Henry James’ ghost story…

…tells of an army family – the Wingraves – who have locked away a hideous secret in their grand house, Paramore. Owen is the heir; all hell breaks loose when he announces that the army isn’t for him.

Music By
Benjamin Britten
Libretto By
Myfanwy Piper
Based on a Short Story By
Henry James

Synopsis

Act I

Owen Wingrave is the story of a young man, the last of the Wingraves, a family of ancient military heritage. The hopes of the Wingraves, past and present, are now all centered on Owen, the last of, his line. But Owen questions the doubtful traditions of his family and, in the face of their disapproval, even hatred, proves himself to be as great a soldier as any of his forbears.

The opera begins with a prelude of music associated with the harsh traditions and expectations of the Wingraves and their ancestors, seen as a succession of portraits at Paramore, the country seat: these become the silent chorus of the opera. Among them is a powerful double portrait of a Cromwellian father and son, and one of Owen’s father. Finally Owen is seen himself.

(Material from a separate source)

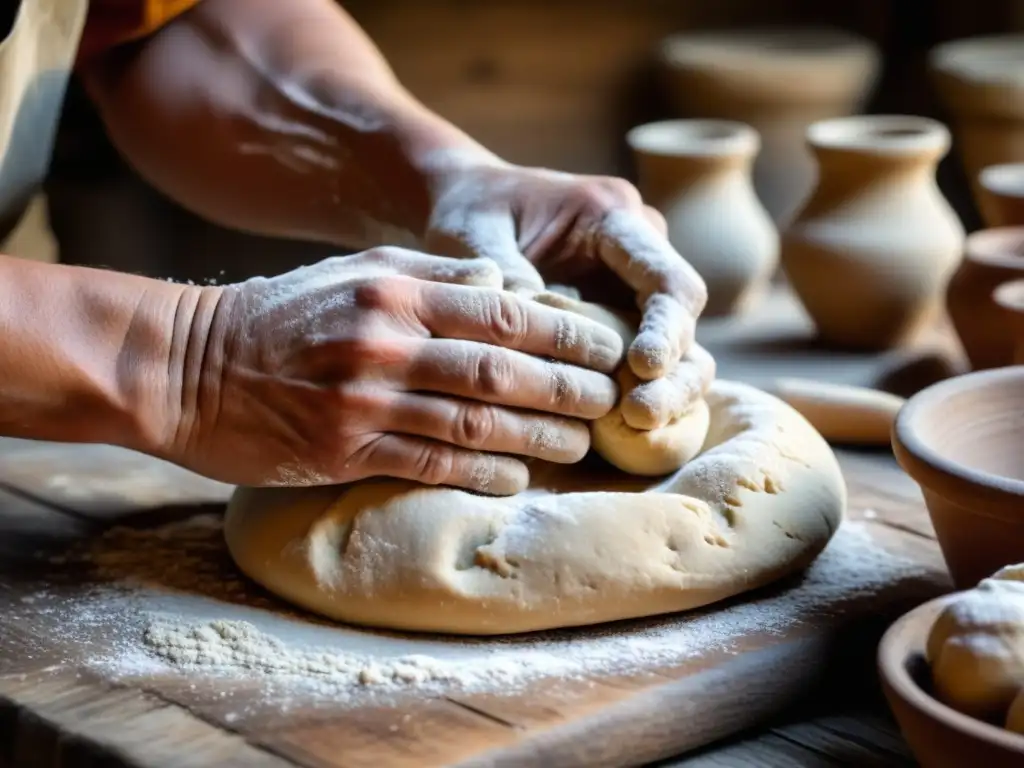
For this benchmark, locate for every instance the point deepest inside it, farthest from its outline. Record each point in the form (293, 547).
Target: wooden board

Scene one: Spencer Coyle is a well-known and sympathetic instructor of young men seeking entrance to Military Academy. It is at his home in London that the scene opens: he is instructing Owen and Lechmere, Owen’s best friend and co-pupil, on the strategy of the Battle of Austerlitz. The lesson ends and, in the face of Lechmere’s brash enthusiasm for the excitement of war, Owen unexpectedly condemns the military conception of “glory,” the war games of the military leaders. and the resulting waste of life. Left alone with an amazed and perturbed Coyle, Owen tells him that he does not intend to proceed with his training. Coyle is persuaded to visit Miss Wingrave, Owen’s aunt who has brought him up, and to explain why his most promising pupil no longer believes in the family’s military traditions.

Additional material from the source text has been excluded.